His family had worked that land for three generations. Every cow had a name. Every fence post had a story. But stories don’t pay bills when the price of milk is driven down to the last miserable cent while costs climb like ivy up a brick wall.
Tom didn’t lose the farm because he was bad at farming.
He lost it because the system decided he wasn’t efficient.
How the Game Was Rigged
Years earlier, far from Tom’s paddock, the rules were rewritten in glass towers by people who’ve never stepped in mud. Capital pooled. Ownership concentrated. Supply chains stretched halfway across the planet. Asset managers like BlackRock and Vanguard didn’t need to hate farmers. Indifference works just as well. They funded the giants. The giants squeezed the suppliers. Supermarket duopolies like Coles and Woolworths leaned on farmers to cut prices again. And again. And again. When locals couldn’t meet the numbers, cheaper imports filled the shelves ~ food grown under standards that would never pass inspection here. Same label. Lower cost. Different rules.
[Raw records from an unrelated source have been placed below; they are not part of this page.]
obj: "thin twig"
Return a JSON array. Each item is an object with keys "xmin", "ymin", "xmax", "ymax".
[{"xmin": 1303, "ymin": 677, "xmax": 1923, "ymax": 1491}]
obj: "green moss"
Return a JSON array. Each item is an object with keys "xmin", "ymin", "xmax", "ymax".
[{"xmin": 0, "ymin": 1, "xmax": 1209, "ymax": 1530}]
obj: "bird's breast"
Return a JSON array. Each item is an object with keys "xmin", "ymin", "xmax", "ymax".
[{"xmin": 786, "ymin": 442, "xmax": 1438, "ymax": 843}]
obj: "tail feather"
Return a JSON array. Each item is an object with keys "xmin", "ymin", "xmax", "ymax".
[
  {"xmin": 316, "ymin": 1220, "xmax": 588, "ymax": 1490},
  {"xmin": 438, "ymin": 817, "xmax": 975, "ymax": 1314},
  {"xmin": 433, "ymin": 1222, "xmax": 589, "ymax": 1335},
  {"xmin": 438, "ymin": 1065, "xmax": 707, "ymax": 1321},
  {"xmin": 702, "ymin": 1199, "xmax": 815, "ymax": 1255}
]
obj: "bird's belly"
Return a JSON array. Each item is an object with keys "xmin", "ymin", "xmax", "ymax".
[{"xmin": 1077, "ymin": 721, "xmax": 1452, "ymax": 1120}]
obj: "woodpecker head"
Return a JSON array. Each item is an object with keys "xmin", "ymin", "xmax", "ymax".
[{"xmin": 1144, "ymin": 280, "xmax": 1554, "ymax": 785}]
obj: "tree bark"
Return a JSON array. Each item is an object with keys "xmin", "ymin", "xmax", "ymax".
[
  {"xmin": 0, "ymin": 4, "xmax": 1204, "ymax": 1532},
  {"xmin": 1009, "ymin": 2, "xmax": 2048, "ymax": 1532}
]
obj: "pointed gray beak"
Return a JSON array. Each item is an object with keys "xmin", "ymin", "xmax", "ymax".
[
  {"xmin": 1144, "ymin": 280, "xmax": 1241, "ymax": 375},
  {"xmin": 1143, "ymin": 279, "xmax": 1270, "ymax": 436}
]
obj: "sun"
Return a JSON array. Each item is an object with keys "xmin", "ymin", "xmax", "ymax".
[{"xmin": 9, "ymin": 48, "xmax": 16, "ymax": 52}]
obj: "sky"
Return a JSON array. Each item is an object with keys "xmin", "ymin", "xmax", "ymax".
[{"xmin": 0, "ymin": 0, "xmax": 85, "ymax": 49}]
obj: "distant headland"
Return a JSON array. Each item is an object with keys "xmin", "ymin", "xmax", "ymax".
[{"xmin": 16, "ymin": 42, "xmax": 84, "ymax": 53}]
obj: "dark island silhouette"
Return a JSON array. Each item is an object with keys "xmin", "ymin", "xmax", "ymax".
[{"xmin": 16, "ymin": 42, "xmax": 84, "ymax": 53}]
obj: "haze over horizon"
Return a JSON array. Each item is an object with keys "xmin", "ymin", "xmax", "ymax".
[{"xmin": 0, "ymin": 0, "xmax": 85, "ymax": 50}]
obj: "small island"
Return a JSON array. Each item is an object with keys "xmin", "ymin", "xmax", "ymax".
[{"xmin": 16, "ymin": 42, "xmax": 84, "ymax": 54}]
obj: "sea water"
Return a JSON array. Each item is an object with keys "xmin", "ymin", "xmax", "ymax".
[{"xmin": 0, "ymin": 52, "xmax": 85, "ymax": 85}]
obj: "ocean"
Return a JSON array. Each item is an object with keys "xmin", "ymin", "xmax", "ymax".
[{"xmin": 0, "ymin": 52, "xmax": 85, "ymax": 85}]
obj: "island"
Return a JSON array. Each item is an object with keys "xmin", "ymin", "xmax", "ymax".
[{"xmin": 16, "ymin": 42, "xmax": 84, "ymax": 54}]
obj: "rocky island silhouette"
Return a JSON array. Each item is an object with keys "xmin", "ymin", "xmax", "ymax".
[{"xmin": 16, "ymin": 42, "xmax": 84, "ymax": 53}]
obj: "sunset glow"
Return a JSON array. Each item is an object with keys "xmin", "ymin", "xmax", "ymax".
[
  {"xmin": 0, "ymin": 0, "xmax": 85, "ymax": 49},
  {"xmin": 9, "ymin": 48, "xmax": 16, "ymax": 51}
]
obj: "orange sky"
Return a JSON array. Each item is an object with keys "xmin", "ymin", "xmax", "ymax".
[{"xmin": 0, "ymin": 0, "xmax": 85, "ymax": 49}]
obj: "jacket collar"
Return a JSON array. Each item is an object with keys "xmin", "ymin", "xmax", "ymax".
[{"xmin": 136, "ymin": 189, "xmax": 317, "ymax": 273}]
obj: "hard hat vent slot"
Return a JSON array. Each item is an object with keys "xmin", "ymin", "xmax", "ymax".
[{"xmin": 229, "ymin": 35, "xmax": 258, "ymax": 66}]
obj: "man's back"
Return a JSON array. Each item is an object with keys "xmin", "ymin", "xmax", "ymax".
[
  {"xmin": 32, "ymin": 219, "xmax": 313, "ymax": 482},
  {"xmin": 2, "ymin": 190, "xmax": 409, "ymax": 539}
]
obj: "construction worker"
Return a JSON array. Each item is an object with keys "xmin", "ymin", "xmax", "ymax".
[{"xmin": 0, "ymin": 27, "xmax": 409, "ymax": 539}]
The Slow Death of “Paddock to Plate”
Tom’s neighbour, Sarah, raised beef. Proper paddock-to-plate. Minimal stress. Local processing. Full traceability. Until the local abattoir shut. Bought out. “Restructured.” Capacity shifted.
The nearest facility now sat hundreds of kilometres away, owned by a multinational processor like JBS. Fuel costs exploded. Transport stress rose. Margins vanished.
Sarah sold half her herd. Then the rest. Not because consumers didn’t want local meat ~ but because the chokepoints had been captured.
The Illusion of Choice
People said, “Just shop independent.” But even that door was closing. The friendly local grocer with different signage? IGA. The wholesaler behind it? Metcash. Follow the money far enough and you end up back at the same pools of capital.
Different logos. Same gravity.
When Farms Die, Countries Follow
Nobody held a press conference when Tom’s farm closed. No emergency session of parliament. Just another “business decision.” But farms aren’t widgets. Once they’re gone, they’re gone. No food security means no national security. Not someday. Immediately.
A country that can’t feed itself is one shipping delay, one geopolitical hiccup, one trade dispute away from panic.
Meanwhile, the Same Thing Happened to Houses
In town, Tom’s kids couldn’t afford to buy. Homes had become assets first, shelter second. Institutional buyers outbid families. Rentals tightened. Prices climbed. Wages lagged. The younger generation wasn’t lazy ~ they were competing with spreadsheets. More people arrived. Demand rose. Politicians smiled. Conglomerates profited.
More mouths. More rent. More consumption. More control.